What makes humans any different from other animals in their earthy dens and burrows? Here is a woman who makes clear the one or two essential differences. Buried up to her waist in a gigantic mound of earth—immobilized, de-sexed (though not de-gendered), capable of only the most limited actions and occupied with fruitless daily rituals filling time “between the bell for waking and the bell for sleeping,” Fishell’s Winnie makes us laugh, cry and, ultimately, admire her courageous, addled endurance and insistence on self-hood.
For Winnie, and for the rest of us, language is the essential coin of humanity, but as she tells us several times, talking to oneself is not enough. As much as she longs to see her hidden husband Willie (living in a burrow on the backside of Winnie’s mound), she needs even more to hear him—in order to know that he has heard her. The play is a two-act monologue for Winnie (with a few but necessary sentences and minimal appearances by Willie, intensely played here by fellow PlayMaker Ray Dooley), a tour de force of language structured like music. It is a huge, difficult role for the actor, demanding physically, emotionally and vocally.
Julie Fishell’s interpretation is tremendously moving. Directed with restraint and clarity by Rob Melrose (co-founder and artistic director of The Cutting Ball Theater in San Francisco), her timing, her vocal expressiveness and her gestures are all superb. In the second act, Winnie has sunk into earth up to her neck: She is naught but a talking head in a cunning hat atop the mound, and must communicate all with voice and facial expression. Her eyesight is fading; memory mangles the “immortal lines” of poetry—but still, “classics help get you through the day.” Stripped of all agency but thought and word, yet she maintains the inexplicable faith that “this will be another happy day.”
This amazing season-opener for what promises to be a powerful year at Playmakers runs only through Sept. 12.

LETTER FROM ALGERIA
1 1/2 stars
“I want to believe!!”
It isn’t just a tag line from that classic sci-fi series, The X Files. It’s also the rallying cry of theater directors, audiences—and critics—alike.
Think of it as just another way of putting the ancient show biz secret that more than one director has passed on to a jittery beginner on an opening night. For the audience is always pulling for you when you’re putting on a show. Always. No one deliberately wastes their energy and what little free time they’ve got to see a production that they know is a flop.
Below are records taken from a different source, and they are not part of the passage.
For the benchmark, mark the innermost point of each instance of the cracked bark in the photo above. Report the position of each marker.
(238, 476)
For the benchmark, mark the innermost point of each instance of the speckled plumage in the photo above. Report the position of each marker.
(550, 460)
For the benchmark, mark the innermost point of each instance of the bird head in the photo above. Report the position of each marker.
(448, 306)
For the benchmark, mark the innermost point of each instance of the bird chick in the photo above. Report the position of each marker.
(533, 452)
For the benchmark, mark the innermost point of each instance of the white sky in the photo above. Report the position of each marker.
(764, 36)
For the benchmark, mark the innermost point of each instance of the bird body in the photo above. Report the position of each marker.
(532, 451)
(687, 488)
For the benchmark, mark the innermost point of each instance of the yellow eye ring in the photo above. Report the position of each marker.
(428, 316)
Those folks spend money to buy tickets. They actually go out of their way in order to find you, and place themselves, quite literally, at your feet.
They very much want you to succeed. They want to believe.
And it’s our responsibility as theater artists to prepare something by opening night that lets them do that. When we don’t, we’ve haven’t done our job. Those are the terms of the contract. It’s the work we’ve signed on to do.